Quinze de abril de 2019. Naquela Segunda-Feira da Semana Santa, o mundo inteiro parou para assistir, atônito, o incêndio que devorava a famosa Catedral de Notre-Dame de Paris.

Chamas abriam caminho em meio aos florões góticos, o fumo se desprendia da estrutura multissecular, a célebre flecha, obra-prima de Viollet-le-Duc, desfazia-se num monte de escombros: ali estavam oito séculos de história a se esvanecer numa nuvem de fumaça espessa que enchia a atmosfera da Paris moderna. O engenho, o esforço e o sacrifício de gerações inteiras… consumidos num instante por um fogo vulgar, cuja origem nunca foi claramente explicada.

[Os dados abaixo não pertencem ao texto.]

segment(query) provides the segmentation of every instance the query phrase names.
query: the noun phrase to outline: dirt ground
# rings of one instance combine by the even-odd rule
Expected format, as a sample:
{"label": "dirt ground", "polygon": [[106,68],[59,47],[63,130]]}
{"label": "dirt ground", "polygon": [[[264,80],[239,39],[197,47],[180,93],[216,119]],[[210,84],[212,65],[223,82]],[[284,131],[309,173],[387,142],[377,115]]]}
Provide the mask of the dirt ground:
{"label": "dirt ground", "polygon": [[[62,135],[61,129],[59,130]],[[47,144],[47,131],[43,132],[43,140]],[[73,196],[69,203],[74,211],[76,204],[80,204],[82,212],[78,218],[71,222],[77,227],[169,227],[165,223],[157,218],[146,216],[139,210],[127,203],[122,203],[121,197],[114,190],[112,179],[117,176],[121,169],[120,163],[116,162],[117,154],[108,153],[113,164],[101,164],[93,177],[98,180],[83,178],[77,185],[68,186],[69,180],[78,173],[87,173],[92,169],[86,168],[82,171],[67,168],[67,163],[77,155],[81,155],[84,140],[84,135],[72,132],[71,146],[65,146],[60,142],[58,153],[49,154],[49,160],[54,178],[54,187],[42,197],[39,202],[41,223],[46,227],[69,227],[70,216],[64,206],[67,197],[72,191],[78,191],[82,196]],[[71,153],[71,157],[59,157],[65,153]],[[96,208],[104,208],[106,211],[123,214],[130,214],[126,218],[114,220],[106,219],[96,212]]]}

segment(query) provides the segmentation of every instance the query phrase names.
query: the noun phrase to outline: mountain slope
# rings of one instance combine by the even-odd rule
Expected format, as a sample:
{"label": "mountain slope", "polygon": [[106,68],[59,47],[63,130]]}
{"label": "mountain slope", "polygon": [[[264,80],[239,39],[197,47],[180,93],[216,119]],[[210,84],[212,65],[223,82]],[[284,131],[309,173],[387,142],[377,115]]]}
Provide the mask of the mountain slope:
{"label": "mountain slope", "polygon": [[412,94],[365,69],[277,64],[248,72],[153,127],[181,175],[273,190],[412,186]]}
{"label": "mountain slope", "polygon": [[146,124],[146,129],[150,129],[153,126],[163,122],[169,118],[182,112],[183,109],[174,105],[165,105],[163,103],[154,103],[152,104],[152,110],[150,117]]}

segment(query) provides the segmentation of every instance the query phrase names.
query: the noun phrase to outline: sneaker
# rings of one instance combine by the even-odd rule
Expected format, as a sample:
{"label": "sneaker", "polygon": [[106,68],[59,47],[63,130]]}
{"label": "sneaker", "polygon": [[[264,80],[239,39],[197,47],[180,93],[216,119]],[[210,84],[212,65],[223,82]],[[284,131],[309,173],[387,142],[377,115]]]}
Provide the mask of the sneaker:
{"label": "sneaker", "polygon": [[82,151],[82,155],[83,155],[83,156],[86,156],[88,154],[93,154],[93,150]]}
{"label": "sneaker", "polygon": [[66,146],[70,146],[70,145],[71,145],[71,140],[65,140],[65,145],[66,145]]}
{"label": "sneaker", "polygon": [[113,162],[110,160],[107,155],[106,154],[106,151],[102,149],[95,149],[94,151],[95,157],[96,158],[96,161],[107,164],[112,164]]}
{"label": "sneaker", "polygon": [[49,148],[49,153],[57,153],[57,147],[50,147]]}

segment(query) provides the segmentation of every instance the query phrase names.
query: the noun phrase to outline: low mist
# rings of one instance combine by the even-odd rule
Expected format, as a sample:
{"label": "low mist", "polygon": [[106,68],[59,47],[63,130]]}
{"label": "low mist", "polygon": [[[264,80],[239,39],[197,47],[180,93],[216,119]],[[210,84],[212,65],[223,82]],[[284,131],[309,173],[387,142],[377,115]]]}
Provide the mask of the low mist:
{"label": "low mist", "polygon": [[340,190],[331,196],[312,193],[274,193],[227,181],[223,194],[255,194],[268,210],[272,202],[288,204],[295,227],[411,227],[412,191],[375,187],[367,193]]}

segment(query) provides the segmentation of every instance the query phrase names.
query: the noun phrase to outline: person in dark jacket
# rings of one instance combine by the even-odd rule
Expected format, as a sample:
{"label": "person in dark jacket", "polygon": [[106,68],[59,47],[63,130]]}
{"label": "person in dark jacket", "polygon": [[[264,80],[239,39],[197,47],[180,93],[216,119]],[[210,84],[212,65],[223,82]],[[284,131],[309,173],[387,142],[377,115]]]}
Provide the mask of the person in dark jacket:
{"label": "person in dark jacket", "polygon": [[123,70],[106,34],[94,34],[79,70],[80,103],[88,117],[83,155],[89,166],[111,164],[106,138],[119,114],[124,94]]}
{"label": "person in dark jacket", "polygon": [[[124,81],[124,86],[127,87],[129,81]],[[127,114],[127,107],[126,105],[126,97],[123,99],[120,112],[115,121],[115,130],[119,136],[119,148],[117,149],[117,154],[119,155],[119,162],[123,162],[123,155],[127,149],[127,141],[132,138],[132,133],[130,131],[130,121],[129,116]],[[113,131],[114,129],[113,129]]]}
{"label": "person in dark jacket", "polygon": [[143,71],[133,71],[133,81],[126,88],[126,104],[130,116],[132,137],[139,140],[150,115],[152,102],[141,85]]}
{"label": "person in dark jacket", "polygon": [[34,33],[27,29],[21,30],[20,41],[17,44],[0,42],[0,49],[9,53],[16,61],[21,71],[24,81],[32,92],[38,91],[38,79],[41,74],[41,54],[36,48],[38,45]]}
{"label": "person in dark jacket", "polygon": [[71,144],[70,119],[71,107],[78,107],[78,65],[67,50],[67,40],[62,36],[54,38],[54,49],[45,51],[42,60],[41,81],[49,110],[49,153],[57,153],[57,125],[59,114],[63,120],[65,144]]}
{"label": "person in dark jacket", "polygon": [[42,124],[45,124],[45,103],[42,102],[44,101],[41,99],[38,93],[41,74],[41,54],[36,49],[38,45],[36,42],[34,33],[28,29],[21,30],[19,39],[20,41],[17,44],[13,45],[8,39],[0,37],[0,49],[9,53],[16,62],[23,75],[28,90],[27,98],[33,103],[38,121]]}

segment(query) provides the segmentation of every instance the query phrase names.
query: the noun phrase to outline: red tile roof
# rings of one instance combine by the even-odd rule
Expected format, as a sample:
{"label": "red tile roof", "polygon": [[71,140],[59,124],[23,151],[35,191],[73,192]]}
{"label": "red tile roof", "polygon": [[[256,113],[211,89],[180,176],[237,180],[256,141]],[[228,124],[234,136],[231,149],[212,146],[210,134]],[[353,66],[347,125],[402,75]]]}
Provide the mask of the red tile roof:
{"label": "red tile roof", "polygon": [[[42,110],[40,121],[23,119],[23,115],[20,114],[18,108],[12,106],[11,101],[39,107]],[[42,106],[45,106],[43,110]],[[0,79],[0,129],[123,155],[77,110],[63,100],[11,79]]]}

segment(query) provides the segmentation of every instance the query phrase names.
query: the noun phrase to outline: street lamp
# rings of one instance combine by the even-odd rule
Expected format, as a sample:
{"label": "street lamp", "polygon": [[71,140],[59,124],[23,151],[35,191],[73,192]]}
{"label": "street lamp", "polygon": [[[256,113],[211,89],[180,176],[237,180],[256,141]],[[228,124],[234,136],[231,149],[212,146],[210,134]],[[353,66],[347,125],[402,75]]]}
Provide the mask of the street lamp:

O fato era simbólico, e muito simbólico, tanto pelo prisma histórico e cultural quanto – e sobretudo! – sob o ponto de vista religioso.

Notre-Dame, a rainha das catedrais

Simbólico, sim, pois quem contempla a mundialmente conhecida catedral de Paris não vê somente um edifício sacro.

Altaneira em suas dimensões e delicada na penumbra acolhedora de seu interior; magnificente em seus adornos régios e simples em suas equilibradas proporções; templo do culto católico e palco de acontecimentos ímpares na História do Ocidente, Notre-Dame é própria a despertar emoções análogas àquelas que sentimos ao admirar a Igreja Católica no conjunto de suas grandezas.

Apenas um povo dotado de inigualável espírito católico, aliado a uma grande missão sobrenatural, poderia ter engendrado obra tão sublime, paradigma a ser imitado pelas nações da Cristandade. De fato, como afirmou certa vez Dr. Plinio Corrêa de Oliveira, “há homens de talento ímpar, dotados de graças excepcionais na ordem sobrenatural, a quem Deus incumbe de servir de luzeiros a seus semelhantes. E há também povos privilegiados pelos dons da natureza e da graça, a quem Deus incumbe de iluminar o mundo inteiro nas veredas da virtude. Entre esses povos, está certamente a França”.1

Tais considerações parecem-nos indispensáveis antes de adentrarmos na temática do presente artigo. Afinal, não se trata de discorrer aqui sobre uma catedral qualquer, mas sim sobre a história da rainha das catedrais; na paráfrase de Dr. Plinio, a igreja de uma beleza perfeita, glória e alegria do mundo inteiro (cf. Lm 2, 15).

Nascida nos esplendores da Idade Média

A Catedral de Notre-Dame não foi o primeiro edifício religioso a se refletir nas plácidas águas do Sena.2 Escavações realizadas em seus arredores descobriram ruínas de um antigo templo dedicado a Júpiter, dos tempos em que Paris não era mais que uma pequena cidade bárbara, a Lutetia habitada pela tribo gaulesa dos parísios.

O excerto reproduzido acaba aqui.